Climate change is one of the most serious public health threats facing our nation, but many people don't yet realize how it could affect their local community and health. While climate change threatens all of us, children, the elderly, and communities living in poverty are among the most vulnerable. Storms like Hurricane Sandy and searing summers like 2012 - the hottest summer in America’s history – take a huge toll on health, and are themselves a ‘snapshot’ of what our future will look like more and more, with climate change. We need to be ready.

Why the urgency now?

  • Extreme heat can be lethal. The annual death toll from extreme heat is already on the rise, according to a report released by the CDC at the beginning of June, with the number of heat-related deaths predicted to jump from the current annual rate of around 700 to between 3,000 and 5,000 by 2050.
  • Increasing flood risks with climate change will hammer homeowners. A new report released by FEMA suggests that, by 2100, the number of flood-prone properties in the U.S. could double. An estimated 70% of that additional flood risk will be from climate change (the other 30% due to projected population growth in at-risk areas).
  • Drought and wildfire risks are worsened by extreme heat. Much of Texas is in a state of drought emergency declared by Governor Rick Perry, and the costs of the 2012 drought have been estimated at $60-100 billion.  
  • It’s been estimated that American taxpayers in 2012 paid $139 billion in damages related to many types of events fueled by climate change: severe weather, flooding, wildfire and drought.
  • The health-related costs of climate change add billions more – not to mention the costs in lives lost, illnesses, lost work and school days, and diminished quality of life on hot, smoggy days.

Hopefully, our new webtool will bring these statistics home for people.  We want people to be able to think about and talk about their own local climate-health vulnerabilities -- because taking action to protect the places and the people we love from climate change is an urgent matter.

What kinds of actions could make a difference?

Limiting heat-trapping carbon pollution, which is the root cause of climate change, would make an enormous difference.

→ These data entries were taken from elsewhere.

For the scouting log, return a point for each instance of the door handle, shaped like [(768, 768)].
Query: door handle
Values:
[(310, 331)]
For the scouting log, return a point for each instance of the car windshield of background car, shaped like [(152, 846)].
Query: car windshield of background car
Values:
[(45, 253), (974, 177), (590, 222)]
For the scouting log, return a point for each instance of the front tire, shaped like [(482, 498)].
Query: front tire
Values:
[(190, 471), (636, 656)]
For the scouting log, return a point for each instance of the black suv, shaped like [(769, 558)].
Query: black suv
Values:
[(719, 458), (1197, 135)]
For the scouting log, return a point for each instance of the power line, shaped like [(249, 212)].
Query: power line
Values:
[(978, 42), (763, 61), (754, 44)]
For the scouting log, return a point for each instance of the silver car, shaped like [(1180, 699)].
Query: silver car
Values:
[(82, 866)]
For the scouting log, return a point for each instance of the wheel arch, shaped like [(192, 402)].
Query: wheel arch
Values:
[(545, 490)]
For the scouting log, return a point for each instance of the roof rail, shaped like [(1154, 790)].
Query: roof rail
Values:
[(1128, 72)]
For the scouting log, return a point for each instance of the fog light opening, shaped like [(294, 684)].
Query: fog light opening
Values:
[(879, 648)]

The US Environmental Protection Agency State has proposed limits on carbon pollution from power plants, which would cut about 40% of US emissions. This is a critical step forward. You can ‘Take Action’ here to write the President a letter saying so.

At the same time as we work to prevent and reduce carbon pollution before it gets into the air by moving toward cleaner, less polluting fuels, we need to become better-prepared for climate change, too. State preparedness plans and policies have not kept pace with these health challenges. Only about one-third of US states have climate preparedness plans in place that include public health measures to cope with climate challenges.

We have to do better than this.

We need to prepare and plan for the future, not the past. And the future isn’t an abstraction: it’s where your kids and grandkids will live, and you, too, in a slightly older version. Your local climate-vulnerability Snapshot could be a different picture in the future, if we put the brakes on heat-trapping carbon pollution today and veer away from the worst effects of climate change.